We Central American revolutionists will not fail the world. The world forces of peace can count unfailingly on our unshakeable will-power, as well as on all the fighting skill that we have acquired at the price of our blood. They can count on the heroism of our peoples and on our political flexibility, determination, and consistency in the search for a negotiated political solution.

Therefore, in order to achieve this, we call for a prompt and decisive increase in international support for our struggle, which is one of the front lines in the worldwide struggle for peace, freedom, and social progress.

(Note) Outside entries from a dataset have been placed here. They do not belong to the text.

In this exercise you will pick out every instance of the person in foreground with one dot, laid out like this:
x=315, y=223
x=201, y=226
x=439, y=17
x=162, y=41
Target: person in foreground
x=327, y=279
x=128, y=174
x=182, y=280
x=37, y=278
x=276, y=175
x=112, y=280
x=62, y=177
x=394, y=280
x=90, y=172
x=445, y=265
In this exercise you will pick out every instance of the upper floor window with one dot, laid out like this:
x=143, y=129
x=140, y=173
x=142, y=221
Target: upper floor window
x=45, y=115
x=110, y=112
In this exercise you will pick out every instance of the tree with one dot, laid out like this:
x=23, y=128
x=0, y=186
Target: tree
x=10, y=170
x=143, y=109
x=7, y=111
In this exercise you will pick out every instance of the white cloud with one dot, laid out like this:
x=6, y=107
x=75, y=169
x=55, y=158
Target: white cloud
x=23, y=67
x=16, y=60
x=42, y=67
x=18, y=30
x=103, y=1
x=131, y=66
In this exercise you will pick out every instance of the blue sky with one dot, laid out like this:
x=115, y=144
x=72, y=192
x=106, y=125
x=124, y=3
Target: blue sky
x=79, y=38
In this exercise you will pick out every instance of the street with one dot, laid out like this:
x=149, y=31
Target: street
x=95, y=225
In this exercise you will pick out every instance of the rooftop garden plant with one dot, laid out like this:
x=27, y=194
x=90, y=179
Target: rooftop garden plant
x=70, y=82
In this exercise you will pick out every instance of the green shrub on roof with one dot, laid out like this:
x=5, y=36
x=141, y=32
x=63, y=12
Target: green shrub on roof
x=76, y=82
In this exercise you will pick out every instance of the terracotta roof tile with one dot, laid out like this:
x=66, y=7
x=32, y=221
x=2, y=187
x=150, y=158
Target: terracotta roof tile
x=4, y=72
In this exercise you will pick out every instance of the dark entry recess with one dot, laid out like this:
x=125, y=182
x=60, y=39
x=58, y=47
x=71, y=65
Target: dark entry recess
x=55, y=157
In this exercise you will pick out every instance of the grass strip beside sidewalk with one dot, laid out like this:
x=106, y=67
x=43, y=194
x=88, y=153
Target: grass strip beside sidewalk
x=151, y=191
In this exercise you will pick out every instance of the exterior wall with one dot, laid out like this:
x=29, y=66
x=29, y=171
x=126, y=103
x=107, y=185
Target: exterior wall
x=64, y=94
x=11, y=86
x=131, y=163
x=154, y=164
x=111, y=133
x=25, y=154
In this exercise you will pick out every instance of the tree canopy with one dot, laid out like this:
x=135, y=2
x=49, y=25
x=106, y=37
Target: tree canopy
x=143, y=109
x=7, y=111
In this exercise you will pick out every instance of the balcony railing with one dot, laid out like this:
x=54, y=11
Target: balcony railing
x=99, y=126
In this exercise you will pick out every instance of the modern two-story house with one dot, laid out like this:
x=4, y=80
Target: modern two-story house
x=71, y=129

The work of Marx, Engels, and Lenin is crystallized in the socialist community headed by the Soviet Union, the main bulwark of peace; in our intrepid, unshakeable, and internationalist Cuba; in the states of socialist orientation; in the victorious movements for national liberation; in the burning revolutionary struggles of the peoples of Africa, Asia, and Latin America; and in the broad struggles for peace and democracy in Europe, North America, and Japan.

To this powerful family of peace and progress we ourselves belong; with its power we are winning and will win.

United to fight until the final victory!

Revolution or Death — We will win!

Proletarians of all countries, unite!

 

Notes

1. Frederick Engels, Revolution and Counterrevolution in Germany, in Marx and Engels, Collected Works, volume 11, page 68 (New York: International Publishers, 1979).